A principle that is usually followed in a refinance mortgage market is that the mortgage rate should be atleast 2% lower than the existing loan rate. But the lower interest rate cannot be termed as the sole indicator of a good mortgage refinance deal. The new mortgage has various costs associated with it like closing costs, settlement costs etc which add to the amount a person needs to pay. The person taking up mortgage refinance recovers these costs over the mortgage tenure in the form of cash savings due to lower interest rate mortgage.
It is said that sooner the person recovers the loan costs, better is his mortgage deal. This critical factor used to evaluate mortgage refinance is known as the break even period of mortgage finance.
Break even period is the time when the person breaks even the costs incurred while taking refinance. Breaking even the costs means the person has recovered the amount of money he paid as fees and other costs while taking the mortgage. Lower the rate of mortgage, sooner will the person reach the break even period. Thus if a person, in most ideal situation, gets a refinance at zero cost, break even period for his loan will be reached immediately.
One way in which break even period can be calculated is to divide the amount of mortgage refinance by the monthly saving in loan payment. But it does not consider the lower interest rate and term length. Another way of calculating the breakeven period is by taking the help of a broker or using mortgage calculators available online.
There is some basic data required to calculate the break even period using mortgage calculators which include –
• Income tax rate applicable to the person
• Term remaining on the existing loan
• Term of the new loan (refinance term loan)
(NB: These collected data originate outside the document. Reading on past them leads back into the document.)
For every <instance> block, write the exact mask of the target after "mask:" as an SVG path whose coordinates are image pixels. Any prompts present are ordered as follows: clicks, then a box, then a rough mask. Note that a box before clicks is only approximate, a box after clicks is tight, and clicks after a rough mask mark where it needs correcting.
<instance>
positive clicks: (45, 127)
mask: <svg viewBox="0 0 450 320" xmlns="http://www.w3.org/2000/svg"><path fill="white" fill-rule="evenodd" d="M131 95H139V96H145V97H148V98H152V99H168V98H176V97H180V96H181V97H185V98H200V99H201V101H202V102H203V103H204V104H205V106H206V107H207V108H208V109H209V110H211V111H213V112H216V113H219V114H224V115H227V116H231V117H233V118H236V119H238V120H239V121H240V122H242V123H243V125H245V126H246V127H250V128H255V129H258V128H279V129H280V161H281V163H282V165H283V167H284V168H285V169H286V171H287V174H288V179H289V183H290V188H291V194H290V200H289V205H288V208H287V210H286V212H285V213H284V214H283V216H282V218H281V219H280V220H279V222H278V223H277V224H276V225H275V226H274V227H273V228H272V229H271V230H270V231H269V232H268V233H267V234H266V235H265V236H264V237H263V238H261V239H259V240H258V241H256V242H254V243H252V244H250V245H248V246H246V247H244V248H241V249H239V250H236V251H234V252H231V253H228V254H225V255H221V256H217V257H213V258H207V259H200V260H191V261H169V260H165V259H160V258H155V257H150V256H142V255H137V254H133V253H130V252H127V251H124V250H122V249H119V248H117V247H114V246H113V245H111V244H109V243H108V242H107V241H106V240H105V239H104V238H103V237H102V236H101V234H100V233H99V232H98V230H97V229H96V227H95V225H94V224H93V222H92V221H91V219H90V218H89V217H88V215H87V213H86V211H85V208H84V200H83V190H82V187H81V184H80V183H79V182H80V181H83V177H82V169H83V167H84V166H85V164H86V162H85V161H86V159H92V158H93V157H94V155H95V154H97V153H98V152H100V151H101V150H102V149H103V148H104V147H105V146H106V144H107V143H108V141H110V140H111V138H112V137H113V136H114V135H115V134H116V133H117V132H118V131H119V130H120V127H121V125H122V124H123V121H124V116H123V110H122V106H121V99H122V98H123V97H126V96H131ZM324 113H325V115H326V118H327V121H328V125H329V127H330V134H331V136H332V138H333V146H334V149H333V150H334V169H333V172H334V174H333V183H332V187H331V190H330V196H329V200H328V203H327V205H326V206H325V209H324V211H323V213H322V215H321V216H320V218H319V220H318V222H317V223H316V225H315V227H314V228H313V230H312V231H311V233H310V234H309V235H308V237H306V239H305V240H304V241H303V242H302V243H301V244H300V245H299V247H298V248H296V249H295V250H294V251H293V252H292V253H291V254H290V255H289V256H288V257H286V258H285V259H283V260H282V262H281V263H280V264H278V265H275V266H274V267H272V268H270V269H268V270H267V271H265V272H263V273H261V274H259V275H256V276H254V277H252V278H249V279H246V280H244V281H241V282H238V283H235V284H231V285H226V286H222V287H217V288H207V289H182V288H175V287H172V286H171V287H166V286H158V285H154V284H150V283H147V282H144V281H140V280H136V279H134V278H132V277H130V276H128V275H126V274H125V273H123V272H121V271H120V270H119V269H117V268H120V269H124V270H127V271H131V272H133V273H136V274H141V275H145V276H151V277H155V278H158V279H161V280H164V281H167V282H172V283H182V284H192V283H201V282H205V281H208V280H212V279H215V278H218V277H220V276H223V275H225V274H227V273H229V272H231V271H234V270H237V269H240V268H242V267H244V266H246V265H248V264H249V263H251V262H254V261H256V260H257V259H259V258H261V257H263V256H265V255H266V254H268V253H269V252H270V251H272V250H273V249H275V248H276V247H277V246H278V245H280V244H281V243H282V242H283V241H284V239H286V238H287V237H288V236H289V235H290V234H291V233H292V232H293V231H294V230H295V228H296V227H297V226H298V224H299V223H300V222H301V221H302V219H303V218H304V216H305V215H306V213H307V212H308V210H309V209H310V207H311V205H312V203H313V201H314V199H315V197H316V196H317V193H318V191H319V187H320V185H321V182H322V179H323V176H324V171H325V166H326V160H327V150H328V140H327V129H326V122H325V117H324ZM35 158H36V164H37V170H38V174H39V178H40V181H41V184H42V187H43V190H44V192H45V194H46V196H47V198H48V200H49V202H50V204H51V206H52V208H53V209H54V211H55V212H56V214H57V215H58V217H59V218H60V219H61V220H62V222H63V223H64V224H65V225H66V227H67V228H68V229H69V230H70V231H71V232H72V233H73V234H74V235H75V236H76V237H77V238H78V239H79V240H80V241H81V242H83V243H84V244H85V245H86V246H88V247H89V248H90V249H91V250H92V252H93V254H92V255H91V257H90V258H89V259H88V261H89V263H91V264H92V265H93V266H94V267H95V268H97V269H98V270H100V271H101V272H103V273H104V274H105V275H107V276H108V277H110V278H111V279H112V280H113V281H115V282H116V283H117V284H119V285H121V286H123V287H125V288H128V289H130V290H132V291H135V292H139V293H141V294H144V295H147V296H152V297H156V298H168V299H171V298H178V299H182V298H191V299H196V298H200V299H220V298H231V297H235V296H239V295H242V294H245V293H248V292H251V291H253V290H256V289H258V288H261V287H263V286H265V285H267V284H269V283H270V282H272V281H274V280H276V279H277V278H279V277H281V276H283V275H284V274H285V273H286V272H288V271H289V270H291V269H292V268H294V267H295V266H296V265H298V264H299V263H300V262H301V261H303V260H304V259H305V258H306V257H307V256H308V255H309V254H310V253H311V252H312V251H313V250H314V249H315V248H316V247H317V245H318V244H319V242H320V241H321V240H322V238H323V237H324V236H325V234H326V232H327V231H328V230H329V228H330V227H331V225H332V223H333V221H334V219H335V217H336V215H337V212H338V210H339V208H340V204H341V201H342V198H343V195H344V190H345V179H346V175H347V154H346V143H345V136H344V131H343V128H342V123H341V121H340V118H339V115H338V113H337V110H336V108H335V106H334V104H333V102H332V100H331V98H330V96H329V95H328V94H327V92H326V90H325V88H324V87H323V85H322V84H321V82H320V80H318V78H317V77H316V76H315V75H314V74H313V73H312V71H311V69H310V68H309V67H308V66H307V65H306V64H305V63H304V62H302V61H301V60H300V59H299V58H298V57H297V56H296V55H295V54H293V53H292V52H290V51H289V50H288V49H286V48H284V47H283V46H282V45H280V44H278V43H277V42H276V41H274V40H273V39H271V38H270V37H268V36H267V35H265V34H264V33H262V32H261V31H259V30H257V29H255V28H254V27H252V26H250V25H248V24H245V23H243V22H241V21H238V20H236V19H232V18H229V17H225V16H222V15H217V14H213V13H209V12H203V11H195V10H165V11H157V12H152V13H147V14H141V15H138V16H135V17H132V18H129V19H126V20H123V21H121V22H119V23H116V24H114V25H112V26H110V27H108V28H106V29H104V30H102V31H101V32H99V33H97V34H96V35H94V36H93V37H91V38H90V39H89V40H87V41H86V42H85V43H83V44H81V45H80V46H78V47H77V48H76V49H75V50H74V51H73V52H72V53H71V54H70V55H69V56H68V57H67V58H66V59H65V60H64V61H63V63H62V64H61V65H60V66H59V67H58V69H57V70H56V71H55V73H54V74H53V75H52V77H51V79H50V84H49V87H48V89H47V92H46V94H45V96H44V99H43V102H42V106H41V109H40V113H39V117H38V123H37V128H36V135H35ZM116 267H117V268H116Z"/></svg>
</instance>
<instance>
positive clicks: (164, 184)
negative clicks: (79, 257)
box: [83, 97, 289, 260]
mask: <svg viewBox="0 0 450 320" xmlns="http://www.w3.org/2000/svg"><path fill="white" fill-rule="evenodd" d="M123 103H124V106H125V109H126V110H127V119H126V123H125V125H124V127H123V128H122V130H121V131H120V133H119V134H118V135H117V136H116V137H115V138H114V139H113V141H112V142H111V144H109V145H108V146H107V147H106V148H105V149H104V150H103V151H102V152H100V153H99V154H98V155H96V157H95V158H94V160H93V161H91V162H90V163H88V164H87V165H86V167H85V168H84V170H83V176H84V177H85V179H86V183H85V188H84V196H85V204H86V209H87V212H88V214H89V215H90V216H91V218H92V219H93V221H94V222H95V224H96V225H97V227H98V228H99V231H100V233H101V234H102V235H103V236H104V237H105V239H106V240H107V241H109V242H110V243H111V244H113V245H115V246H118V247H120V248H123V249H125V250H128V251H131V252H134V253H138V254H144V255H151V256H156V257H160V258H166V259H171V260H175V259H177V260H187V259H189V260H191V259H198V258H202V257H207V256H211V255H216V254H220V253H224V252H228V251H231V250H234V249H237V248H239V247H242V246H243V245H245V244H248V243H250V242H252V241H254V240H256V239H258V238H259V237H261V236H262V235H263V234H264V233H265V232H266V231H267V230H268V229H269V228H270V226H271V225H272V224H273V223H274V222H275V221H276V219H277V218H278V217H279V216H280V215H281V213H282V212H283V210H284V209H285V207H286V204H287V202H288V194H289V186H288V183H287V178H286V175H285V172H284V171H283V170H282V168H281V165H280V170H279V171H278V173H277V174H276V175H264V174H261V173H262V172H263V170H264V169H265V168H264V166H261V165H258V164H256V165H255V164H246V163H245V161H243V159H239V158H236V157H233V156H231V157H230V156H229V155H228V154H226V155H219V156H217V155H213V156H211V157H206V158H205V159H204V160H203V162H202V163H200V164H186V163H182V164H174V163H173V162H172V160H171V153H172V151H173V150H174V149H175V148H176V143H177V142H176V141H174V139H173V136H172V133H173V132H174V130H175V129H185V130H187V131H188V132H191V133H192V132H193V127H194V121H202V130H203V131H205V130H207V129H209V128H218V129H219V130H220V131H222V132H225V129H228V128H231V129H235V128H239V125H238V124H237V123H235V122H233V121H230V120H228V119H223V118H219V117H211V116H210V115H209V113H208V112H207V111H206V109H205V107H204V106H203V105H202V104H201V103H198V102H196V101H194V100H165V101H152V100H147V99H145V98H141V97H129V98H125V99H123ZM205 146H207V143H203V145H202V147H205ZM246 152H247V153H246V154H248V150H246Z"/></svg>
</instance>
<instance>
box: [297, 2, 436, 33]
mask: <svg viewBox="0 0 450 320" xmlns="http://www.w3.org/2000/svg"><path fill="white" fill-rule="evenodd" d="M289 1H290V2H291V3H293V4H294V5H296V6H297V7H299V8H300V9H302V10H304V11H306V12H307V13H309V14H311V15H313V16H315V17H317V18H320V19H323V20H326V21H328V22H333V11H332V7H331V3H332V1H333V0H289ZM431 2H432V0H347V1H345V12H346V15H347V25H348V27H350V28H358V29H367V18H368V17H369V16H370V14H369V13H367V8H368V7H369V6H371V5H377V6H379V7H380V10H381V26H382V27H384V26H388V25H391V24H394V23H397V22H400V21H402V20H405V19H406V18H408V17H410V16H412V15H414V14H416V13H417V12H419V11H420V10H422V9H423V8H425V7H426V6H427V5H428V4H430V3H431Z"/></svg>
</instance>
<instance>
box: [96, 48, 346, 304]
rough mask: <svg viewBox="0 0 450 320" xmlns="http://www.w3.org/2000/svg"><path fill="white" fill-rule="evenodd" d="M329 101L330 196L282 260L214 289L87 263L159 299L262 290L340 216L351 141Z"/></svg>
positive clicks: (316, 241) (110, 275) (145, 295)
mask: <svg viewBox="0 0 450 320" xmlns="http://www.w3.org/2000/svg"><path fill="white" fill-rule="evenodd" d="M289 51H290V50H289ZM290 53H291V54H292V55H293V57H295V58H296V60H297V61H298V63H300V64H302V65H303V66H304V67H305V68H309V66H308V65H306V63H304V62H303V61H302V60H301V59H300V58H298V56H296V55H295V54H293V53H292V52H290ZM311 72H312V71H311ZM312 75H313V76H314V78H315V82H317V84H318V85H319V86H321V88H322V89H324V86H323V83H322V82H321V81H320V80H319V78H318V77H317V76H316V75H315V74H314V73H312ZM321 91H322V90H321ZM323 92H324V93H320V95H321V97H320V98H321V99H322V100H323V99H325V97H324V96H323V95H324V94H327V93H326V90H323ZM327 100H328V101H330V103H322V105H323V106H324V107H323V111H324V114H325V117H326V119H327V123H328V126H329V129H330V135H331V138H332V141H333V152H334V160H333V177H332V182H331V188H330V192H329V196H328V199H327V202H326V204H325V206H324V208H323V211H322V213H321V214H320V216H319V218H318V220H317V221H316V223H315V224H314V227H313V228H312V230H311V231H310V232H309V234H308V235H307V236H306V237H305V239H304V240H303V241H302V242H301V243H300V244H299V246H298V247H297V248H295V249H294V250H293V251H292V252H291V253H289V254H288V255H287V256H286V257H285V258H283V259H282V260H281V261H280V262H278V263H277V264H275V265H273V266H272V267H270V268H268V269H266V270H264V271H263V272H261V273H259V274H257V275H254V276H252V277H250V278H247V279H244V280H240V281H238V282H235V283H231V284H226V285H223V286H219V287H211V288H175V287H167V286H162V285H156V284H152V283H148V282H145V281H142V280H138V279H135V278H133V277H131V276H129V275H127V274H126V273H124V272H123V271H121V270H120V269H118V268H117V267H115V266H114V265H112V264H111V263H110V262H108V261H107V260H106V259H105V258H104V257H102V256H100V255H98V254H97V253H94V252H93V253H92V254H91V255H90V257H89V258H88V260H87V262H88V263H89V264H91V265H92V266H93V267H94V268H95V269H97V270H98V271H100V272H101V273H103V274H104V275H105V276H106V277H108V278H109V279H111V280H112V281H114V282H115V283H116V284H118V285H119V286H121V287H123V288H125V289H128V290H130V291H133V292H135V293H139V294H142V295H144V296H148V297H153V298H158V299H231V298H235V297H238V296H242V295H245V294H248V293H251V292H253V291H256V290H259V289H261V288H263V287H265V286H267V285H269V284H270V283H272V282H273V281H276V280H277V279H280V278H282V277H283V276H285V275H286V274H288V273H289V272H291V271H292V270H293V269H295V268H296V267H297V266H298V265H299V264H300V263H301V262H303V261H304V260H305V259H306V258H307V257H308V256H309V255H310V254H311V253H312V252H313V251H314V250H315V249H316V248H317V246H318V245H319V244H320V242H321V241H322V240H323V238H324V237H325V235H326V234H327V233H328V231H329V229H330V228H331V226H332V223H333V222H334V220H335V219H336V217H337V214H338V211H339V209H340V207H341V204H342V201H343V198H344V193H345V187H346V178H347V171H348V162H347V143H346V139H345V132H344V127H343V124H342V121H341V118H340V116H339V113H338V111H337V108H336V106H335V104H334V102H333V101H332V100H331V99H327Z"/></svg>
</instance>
• Refinance costs were paid in cash or refinanced
There are some important factors that are missed while calculating breakeven and hence sometimes, the break even period calculated by the person may not be right. It does not include –
• Tax Deductions available
• Time Value of Money
• Balance of Loan (Difference between amount of original mortgage and refinanced mortgage)
If a person plans to stay in the same house for a period more than the break even period, it is considered as a good mortgage. Also, larger the gap between the new and original rate of interest, shorter is the break even period.
Many times people avoid calculating the break even period, but they realize it later that a small short cut has turned in to a grave mistake as break even period is an indicator of when the person will actually start saving due to lower monthly installments. People who ignore this fact are in an illusion that they are saving money due to lower interest rates while the ironical fact is that they are losing money instead of saving and hence it is rightly said ‘Small things make a big difference’.